10 Things I Wish Every Marketing Student Knew

September 24, 2025

LeBron James and Dwayne Wade iconic photo for Miami Heat.
LeBron James and Dwayne Wade iconic photo for Miami Heat.

Years ago, designer Cameron Moll wrote “10 Things I Wish Every Design Student Knew.” It became a classic because it was honest, practical, and refreshingly human. He later followed it up with “10 More Things…” which I’ve borrowed from more than once when talking to my own teams.

This is my take. Not for designers, but for marketers. For students stepping into the field and early-career professionals trying to find their footing.

Fifteen years as a CMO taught me some lessons the hard way. These are the ones I wish I had learned sooner.

1. Iterate or die. Make this your superpower. You will excel beyond your peers if you never present the “final” version first. Show rough concepts, get feedback, refine, repeat. When you skip iteration, stakeholders think one thing, you deliver another, and you’ll perish in the gap.

2. Dwell in the messy for a while. Having said what I did about iteration, the process won’t be neat. Don’t panic when things look unclear. That’s not failure. That’s how marketing actually works.

3. Find your shape. This one’s a direct nod to Cameron Moll’s advice to designers. The same applies to marketing. There’s value in being a generalist who knows a little about everything, while also going deep in one or two areas. Many of us are T-shaped. Some are Y-shaped with two specialties, or H-shaped, mastering two parallel tracks like performance marketing and creative strategy.

4. Because. In design, “it depends” can be a healthy answer. In marketing, it’s a dodge. Your job is to explain why. People may not always agree with you, but they’ll trust you more if you can back up your choices with a reason. It turns your answer into a story that people can follow, agree with, or challenge. And even if they disagree, they’ll respect the clarity.

5. Data is a lighthouse, not a map. Data won’t hand you the destination. It won’t tell you what story to tell. It just blinks in the dark and marketers who treat data as the whole map play it too safe. Use data as guidance. Let creativity set the course.

6. Always add value. Early in your career, it’s tempting to chase shiny things.
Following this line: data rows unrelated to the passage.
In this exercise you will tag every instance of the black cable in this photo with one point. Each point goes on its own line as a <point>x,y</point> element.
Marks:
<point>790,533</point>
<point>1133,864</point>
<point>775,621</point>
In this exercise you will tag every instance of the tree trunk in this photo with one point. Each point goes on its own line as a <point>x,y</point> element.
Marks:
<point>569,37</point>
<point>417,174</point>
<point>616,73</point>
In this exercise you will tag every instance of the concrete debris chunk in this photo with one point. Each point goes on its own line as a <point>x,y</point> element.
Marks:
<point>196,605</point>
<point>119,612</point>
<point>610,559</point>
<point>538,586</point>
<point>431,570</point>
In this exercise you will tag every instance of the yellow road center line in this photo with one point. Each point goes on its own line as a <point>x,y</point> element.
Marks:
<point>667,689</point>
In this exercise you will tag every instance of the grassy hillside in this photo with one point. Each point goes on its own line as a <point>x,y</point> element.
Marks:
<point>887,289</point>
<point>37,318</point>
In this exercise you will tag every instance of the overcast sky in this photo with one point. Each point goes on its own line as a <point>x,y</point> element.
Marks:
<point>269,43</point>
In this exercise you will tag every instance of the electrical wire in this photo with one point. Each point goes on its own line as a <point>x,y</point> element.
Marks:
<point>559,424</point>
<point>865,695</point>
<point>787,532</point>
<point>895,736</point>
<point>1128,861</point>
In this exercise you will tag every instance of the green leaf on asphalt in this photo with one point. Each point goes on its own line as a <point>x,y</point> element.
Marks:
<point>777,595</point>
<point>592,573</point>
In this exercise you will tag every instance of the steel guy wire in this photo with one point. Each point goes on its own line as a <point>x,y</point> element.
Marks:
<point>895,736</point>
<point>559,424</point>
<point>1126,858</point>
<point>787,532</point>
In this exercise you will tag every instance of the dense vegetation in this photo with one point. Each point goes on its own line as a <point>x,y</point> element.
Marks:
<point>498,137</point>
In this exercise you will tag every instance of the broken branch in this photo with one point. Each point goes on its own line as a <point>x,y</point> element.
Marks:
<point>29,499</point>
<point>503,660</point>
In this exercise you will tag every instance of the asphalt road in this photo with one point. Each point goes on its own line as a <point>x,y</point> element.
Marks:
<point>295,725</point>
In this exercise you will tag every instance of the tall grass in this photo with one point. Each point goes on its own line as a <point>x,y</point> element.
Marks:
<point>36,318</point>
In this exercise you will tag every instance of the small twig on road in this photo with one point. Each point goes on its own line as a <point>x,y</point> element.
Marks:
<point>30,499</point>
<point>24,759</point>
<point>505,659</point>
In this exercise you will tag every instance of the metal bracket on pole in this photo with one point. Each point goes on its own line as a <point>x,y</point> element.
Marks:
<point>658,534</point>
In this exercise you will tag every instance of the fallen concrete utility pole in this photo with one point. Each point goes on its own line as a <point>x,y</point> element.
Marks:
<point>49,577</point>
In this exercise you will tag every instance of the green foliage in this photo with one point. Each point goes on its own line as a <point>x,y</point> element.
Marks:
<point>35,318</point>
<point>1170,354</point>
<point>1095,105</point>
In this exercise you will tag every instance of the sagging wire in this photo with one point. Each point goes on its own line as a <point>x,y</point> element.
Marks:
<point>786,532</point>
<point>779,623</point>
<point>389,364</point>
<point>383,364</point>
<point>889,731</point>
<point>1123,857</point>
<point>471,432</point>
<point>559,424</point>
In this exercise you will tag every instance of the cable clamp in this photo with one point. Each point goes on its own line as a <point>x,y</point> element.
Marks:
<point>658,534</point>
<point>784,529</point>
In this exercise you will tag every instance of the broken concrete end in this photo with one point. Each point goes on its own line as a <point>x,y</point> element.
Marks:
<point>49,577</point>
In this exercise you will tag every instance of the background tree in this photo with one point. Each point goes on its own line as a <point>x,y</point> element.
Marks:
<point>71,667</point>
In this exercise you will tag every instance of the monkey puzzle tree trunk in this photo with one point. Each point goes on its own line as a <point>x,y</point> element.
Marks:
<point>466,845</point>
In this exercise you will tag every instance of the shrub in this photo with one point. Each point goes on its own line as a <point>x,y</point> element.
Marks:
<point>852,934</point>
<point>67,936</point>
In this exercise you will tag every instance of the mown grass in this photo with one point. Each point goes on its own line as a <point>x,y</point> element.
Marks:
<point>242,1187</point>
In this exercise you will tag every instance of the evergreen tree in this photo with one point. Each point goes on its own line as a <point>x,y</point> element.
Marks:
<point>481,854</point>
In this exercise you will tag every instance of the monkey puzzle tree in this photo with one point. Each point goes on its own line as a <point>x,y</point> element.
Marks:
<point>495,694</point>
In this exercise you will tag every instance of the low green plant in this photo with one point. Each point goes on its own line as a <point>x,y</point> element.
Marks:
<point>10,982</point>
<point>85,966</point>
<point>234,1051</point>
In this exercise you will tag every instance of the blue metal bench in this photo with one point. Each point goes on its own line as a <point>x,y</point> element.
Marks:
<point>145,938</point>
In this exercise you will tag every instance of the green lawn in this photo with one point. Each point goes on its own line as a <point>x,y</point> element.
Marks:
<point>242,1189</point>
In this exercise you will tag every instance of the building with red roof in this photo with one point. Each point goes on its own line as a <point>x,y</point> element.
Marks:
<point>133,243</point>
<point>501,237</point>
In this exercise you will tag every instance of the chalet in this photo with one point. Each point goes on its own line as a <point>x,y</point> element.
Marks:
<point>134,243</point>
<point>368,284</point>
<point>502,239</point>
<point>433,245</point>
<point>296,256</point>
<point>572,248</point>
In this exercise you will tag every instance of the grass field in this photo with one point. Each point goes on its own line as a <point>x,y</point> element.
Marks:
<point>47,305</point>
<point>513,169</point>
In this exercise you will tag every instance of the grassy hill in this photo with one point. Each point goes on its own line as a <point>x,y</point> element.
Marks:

But if it doesn’t make a difference, you’ve missed the point. Every campaign, every email, and every line you write should contribute to making the company better.

7. Doers vs. Thinkers. There is tremendous value in people who get shit done. Get your hands dirty. Companies usually need more ideas like they need another hole in their head. The best marketers I’ve met are practitioners, not theorists. Find the right balance.

8. Sales will take the glory, claim the assist. Marketing creates opportunities, sales close them. You’ll learn quickly that salespeople often receive the credit for closing deals. If you helped, say so. Celebrate the win as a team, but don’t erase your role in making it possible.

9. People trust people. You need to know how your product or service is helping your customers. Ghostwrite change logs for the product team. Sit in on sales calls. Read support tickets. Get uncomfortable. When you understand your customers’ lives, you stop creating marketing that talks at them and start creating marketing that speaks to them.

10. Be curious, not cynical. I’d be remiss if I didn’t warn you about the perils of marketing, especially in tech. Much like the life of a designer, people will offer their opinions. You’ll meet managers who demand instant results and you’ll bump into engineers who think you’re just a glorified salesperson. You just gotta keep livin’, man.

That’s the list.

Because marketing is about making progress, helping people, and leaving things better than you found them. This post owes a debt to Cameron Moll, whose writing reminded me that lessons are worth sharing.